What Frustrates 3 Women’s Health Execs

There have been several advancements in the women’s health space, but we still have a long way to go, execs said during a recent panel.

From left to right: Christiana DelloRusso, Partner, LRVHealth; Melissa Dennis, Chief Medical Officer, Partum Health; Melissa Lederer, Chief Experience Officer and Managing Partner, mHUB & mHUB Ventures; and Joe Connolly, Co-founder & CEO, Visana Health

The women’s health space has made several advancements, with investments coming from the federal government and more emphasis being placed on women’s issues other than maternal health. But the industry still has a long way to go, several executives said on a Wednesday panel at the MedCity News INVEST conference held in Chicago.

What frustrates Melissa Lederer, chief experience officer and managing partner of mHUB and mHUB Ventures, is that there are still a lot of “risk-averse” investors. Lederer is an investor herself and was one of the panelists. 

“We are finding lots of companies that are making great progress, but finding it very difficult to get lead investors in their first rounds, whether it be a pre-seed round or Series A round,” Lederer said. “That’s a challenge.”

For Joe Connolly, co-founder and CEO of Visana Health, the most frustrating thing is that “health plans and self-funded employers want a one-year ROI on a medical cost basis,” and that clinical quality will often get “pushed to the side.” Visana Health is a virtual platform that treats women for a range of conditions, including menopause, endometriosis, fibroids, polycystic ovary syndrome, contraception and urinary tract infections. 

“If you look at menopause, there may not be a huge cost in menopause claims per se, but there’s a huge cost to that woman’s life in terms of downstream consequences: osteoporosis, dementia, cardiovascular disease,” he said. “But because that’s on a five to 10-year time horizon, I often encounter some reticence in investing in those types of areas. I’m a big believer that we actually need to have better quality metrics embedded into these health plans, HEDIS metrics that they’re held accountable to because if we can measure these things, they will start to comply with those things and invest in those areas.”

However, it’s hard to “make the case” for these quality metrics because there is a lack of investment in research, Connolly added.

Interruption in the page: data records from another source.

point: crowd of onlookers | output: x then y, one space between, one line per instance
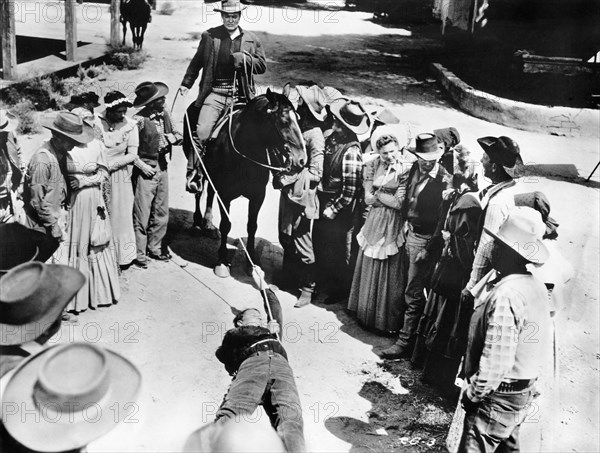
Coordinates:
98 186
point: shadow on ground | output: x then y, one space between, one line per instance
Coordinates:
414 421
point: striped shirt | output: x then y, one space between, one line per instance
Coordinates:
496 202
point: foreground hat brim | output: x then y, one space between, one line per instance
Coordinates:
19 244
362 128
429 156
70 281
163 90
86 136
536 253
11 124
52 432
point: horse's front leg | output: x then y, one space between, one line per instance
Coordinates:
133 35
124 31
254 205
222 268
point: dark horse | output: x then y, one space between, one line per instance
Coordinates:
264 136
138 13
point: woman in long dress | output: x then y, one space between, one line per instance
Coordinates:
121 140
90 253
443 329
376 292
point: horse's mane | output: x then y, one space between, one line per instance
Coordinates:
258 104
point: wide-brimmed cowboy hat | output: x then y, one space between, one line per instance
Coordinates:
146 92
8 121
234 435
503 151
69 125
352 115
315 100
230 7
426 147
88 99
116 99
385 116
522 231
76 391
32 296
19 244
449 135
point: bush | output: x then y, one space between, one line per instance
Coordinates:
166 9
126 57
26 112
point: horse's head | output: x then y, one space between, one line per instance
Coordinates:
288 146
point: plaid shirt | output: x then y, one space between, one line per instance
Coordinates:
506 318
351 179
496 201
163 123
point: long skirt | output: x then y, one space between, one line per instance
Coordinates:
121 215
96 263
376 294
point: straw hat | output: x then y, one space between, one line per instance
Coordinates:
70 125
19 244
503 151
427 148
352 115
8 121
146 92
522 231
230 7
75 392
315 100
32 296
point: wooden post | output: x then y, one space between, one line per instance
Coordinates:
71 29
8 37
115 23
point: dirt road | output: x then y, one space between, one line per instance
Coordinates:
172 316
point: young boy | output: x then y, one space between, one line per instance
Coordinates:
151 204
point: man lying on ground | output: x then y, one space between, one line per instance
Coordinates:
254 356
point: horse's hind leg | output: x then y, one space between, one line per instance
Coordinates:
222 268
141 36
206 222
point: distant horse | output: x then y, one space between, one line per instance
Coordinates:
138 14
261 137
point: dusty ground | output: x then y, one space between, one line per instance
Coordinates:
171 317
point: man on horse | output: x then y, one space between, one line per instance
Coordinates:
229 57
299 205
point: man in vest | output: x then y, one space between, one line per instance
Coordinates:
228 57
151 202
421 209
507 336
338 192
298 204
501 162
11 169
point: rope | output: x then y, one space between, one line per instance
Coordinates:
223 209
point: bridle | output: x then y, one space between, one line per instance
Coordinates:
230 121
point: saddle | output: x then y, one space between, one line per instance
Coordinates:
224 119
195 177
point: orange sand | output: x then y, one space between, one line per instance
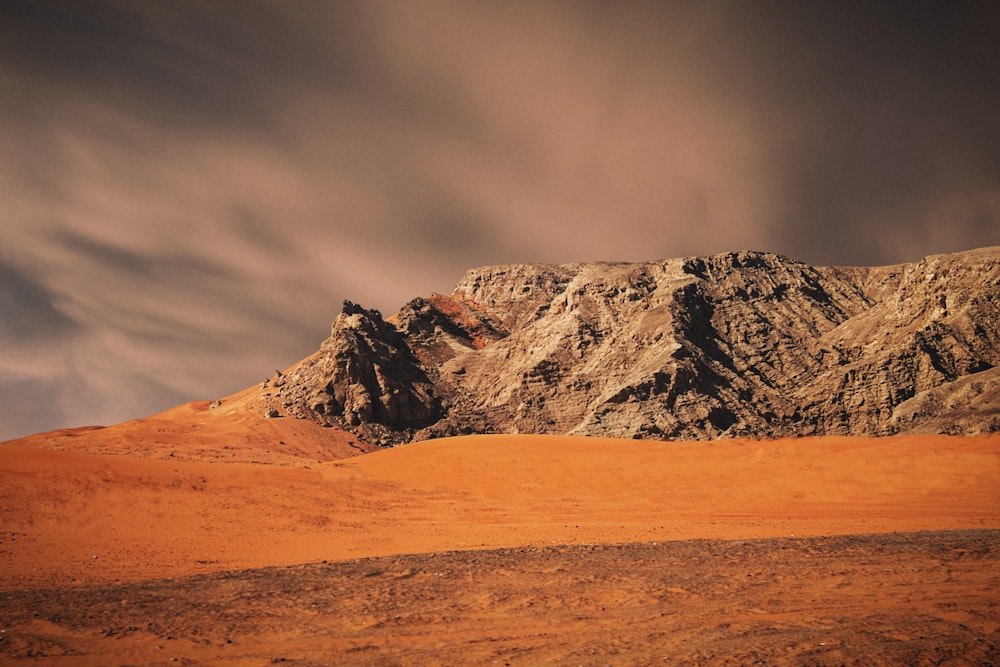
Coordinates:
72 516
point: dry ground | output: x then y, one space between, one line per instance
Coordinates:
535 549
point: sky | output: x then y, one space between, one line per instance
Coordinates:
191 189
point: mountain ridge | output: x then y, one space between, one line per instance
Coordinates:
748 344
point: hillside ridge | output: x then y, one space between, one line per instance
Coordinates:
737 344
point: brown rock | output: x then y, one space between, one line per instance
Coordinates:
736 344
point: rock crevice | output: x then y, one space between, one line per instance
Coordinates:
738 344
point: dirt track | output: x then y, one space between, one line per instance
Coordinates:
583 551
915 599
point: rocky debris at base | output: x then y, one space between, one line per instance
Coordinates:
739 344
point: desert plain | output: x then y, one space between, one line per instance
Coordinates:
216 536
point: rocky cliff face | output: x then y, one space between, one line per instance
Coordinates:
745 343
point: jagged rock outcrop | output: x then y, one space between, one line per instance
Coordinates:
737 344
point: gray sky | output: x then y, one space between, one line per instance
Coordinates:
190 189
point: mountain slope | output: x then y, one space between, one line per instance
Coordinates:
749 344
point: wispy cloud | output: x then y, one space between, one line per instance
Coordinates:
190 189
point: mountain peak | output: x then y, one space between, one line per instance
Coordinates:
743 343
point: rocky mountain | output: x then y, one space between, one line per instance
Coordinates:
739 344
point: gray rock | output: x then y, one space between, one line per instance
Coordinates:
739 344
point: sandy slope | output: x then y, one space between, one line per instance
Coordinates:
72 516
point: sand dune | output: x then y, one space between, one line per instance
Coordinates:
75 517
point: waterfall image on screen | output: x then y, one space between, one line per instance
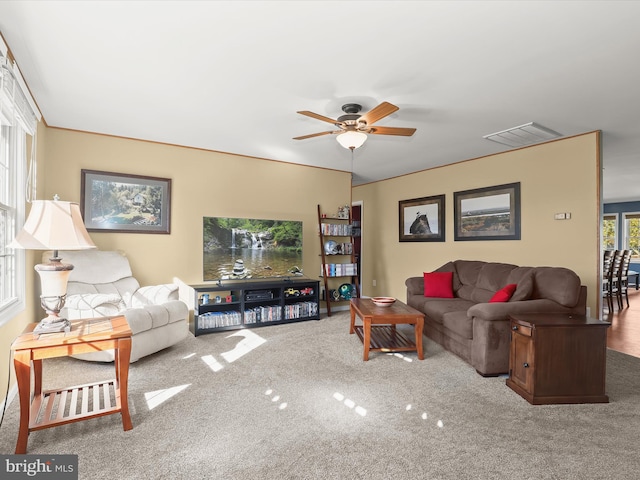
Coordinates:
241 248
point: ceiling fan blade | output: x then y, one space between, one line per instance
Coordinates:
381 111
404 132
314 135
319 117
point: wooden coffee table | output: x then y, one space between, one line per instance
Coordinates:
47 408
378 330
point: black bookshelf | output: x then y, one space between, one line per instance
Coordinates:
232 305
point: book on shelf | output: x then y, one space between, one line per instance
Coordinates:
339 269
332 229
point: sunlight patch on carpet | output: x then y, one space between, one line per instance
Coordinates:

There aren’t strong randomized controlled trials on women’s health topics.

“In fact, there are almost confusing and conflicting randomized controlled trials that really muddy the ability for us to get really strong quality metrics so that we’re not just thinking about cost but we’re truly thinking about quality and the woman’s health across her entire life and all the downstream consequences,” he declared.

To Melissa Dennis, chief medical officer of Partum Health, the lack of money in the women’s health space is also a frustration. Partum Health supports families during fertility, pregnancy and postpartum.

“Physicians like to do things that are evidence-based, but we have to get the new evidence from somewhere,” Dennis said. “Until we have this buy-in to early innovation and we have the funding to do this, we are going to move at a snail’s pace when it comes to changing outcomes.”

She added that women’s health issues need to be talked about more.

“Let’s normalize talking about things like endometriosis, like PMS,” she argued. “They’re not glamorous. … But they are life-changing. They take people out of work, they take people away from their families. So let’s normalize using anatomically correct terms. Let’s normalize talking about these things so that when people like us walk into a roomful of VCs, we don’t see those eyes glaze over because it’s an uncomfortable conversation to be had.”